Tengo una torre (pc) conectada a la tv basicamente para ver peliculas. Le tengo varios ventiladores auxiliares de 12 V y  de 12 cm conectados a la fuente de alimentación (400 W) directamente. Esto tiene un problema de ruido considerable. Cuando juego a algo si me interesa que den la máxima potencia, pero cuando veo una pelicula no es agradable.

Que características ha de tener un potenciometro para conectarlo?
Como lo conecto?


----------



## alexus (Jun 18, 2009)

potenciometro no, lo quemarias!

un variador de velocidad por medio de variacion de ancho de pulso (pwm).

o unos interruptores simple inversor, para conectarlos a +5v y +12v.

potenciometro no.


----------



## codemaker22 (Jun 20, 2009)

Le recomiendo un diseño facil de un PWM para la variacion de un motor de DC...

http://www.nomad.ee/micros/pwm555.html


----------



## OLIVER8520 (Jun 21, 2009)

mira bien que motor es puede ser el ventilador de el procesador el computador controla segun la temperatura del procesador las rpm del ventilador y lo podemos ver en la bios por eso es necesario poner unos ventiladores en la tapa de la cpu.
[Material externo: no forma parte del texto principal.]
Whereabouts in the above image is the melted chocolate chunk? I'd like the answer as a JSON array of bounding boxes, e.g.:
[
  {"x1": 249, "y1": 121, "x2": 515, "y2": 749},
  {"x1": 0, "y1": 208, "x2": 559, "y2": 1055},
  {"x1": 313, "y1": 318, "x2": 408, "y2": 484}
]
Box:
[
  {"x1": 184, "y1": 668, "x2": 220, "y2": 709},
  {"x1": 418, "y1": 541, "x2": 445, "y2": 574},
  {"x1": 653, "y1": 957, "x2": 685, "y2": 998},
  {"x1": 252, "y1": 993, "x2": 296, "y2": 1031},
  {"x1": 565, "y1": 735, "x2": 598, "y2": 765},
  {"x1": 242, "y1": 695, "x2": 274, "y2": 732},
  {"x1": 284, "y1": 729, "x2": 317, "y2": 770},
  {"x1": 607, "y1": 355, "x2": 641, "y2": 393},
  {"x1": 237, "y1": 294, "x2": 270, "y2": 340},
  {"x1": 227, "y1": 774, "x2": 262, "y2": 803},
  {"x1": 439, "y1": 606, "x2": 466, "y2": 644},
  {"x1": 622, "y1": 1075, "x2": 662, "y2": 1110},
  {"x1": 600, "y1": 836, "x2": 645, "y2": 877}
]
si te gera un ruido en la fuente que ami tambien aveces me pasa creo que es porque se pega mucho a la plaque porque le doy un pegoncito pacito y deja de sonar asi


----------



## gabiacro (Jun 21, 2009)

¿por que el capacitor al conectarlo delante de la resistencia funciona como un filtro pasa altos?


----------



## alexus (Jun 21, 2009)

eso no corresponde al tema creo!


----------



## Dr. Zoidberg (Jun 21, 2009)

Andá a esta web: http://web.archive.org/web/20071213085841/http://www.cpemma.co.uk/ (por desgracia ya no existe, peroe stá almacenada en web-archive) y ahí podrás encontrar una gran cantidad de circuitos de diversas características para resolver el problema de ruido de los ventiladores de la PC.

Saludos!


----------